Former 'Baretta' star pleads not guilty to murdering his wife

Friday, March 28, 2003

— Actor Robert Blake pleaded innocent to murdering his wife Thursday in his first appearance since he was released on bail.

During an arraignment, Blake and co-defendant Earle Caldwell waived their rights to a speedy trial until October, when proceedings are likely to begin.

Deputy Dist. Atty. Pat Dixon read off the charges against Blake: murder, solicitation to murder, conspiracy and the special circumstance of lying in wait.

"Mr. Blake, to those charges how do you plead?" Dixon asked.

"Not guilty, sir," said Blake, star of the old "Baretta" TV detective series.

Caldwell, Blake's former handyman-bodyguard, pleaded innocent to a murder conspiracy charge.

Prosecutors filed a new nine-page set of allegations compiled from testimony during the defendants' preliminary hearing, in which they were ordered to stand trial.

The document showed that the case against Blake depends almost entirely on the testimony of two aging stuntmen who said Blake solicited them to murder his wife. They said they refused and suggest he took the matter into his own hands.

The 69-year-old actor is accused of killing 44-year-old Bonny Lee Bakley on May 4, 2001, after they dined at Vitello's restaurant, Blake's longtime hangout in his Studio City neighborhood.

Blake claimed he found his wife shot in the head and upper body in their car after he went back to the restaurant to retrieve a handgun he carried for protection.

Prosecutors said Blake despised Bakley, a con artist with a criminal record, and wanted to find a way to get rid of her but keep their baby.

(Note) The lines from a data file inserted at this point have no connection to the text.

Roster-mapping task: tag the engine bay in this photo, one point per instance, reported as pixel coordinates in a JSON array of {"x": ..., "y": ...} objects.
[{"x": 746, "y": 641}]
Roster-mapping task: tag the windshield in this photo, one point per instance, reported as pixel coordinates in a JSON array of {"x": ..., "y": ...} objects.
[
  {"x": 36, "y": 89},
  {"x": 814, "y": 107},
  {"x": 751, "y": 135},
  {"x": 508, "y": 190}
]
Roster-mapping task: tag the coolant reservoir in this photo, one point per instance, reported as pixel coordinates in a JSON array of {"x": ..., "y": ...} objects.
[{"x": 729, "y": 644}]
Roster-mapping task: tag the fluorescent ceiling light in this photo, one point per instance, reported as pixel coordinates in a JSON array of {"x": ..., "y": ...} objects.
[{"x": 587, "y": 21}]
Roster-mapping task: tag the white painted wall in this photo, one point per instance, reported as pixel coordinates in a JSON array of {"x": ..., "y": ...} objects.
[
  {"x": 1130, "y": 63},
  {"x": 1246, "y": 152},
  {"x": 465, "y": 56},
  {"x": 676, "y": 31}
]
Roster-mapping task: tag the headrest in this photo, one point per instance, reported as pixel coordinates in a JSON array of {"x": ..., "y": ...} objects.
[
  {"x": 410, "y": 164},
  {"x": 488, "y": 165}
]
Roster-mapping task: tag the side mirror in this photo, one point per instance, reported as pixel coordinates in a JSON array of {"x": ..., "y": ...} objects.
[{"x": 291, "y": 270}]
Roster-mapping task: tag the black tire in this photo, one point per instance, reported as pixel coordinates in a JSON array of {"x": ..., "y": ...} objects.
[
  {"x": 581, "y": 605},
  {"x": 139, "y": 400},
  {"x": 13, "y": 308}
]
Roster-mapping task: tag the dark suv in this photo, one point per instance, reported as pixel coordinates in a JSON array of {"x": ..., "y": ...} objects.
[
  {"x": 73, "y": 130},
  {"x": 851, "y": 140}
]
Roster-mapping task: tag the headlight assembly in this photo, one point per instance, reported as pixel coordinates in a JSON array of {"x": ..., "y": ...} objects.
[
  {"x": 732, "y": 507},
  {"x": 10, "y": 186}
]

Blake has suggested Bakley was killed by a victim of one of her schemes.

The prosecution's key piece of evidence is a prepaid telephone card on which Blake allegedly made 56 calls to one of the stuntmen allegedly solicited as a killer. Prosecutors also say Blake withdrew $126,000 from one of his bank accounts in the months before the killing.

The new allegations list 38 overt acts, only four of which mention Caldwell, who is free on $1 million bail posted by Blake last year.

Prosecutors have characterized a list found in Caldwell's car as a shopping list for murder. It includes such items as shovels, a sledge, duct tape, lye, pool acid and the notation: "Get blank gun ready." His lawyer has said the list includes typical handyman items.

Superior Court Judge Darlene Schempp initially proposed a May trial date, but Blake's lawyer Thomas Mesereau Jr. said the defense needed more time to test evidence.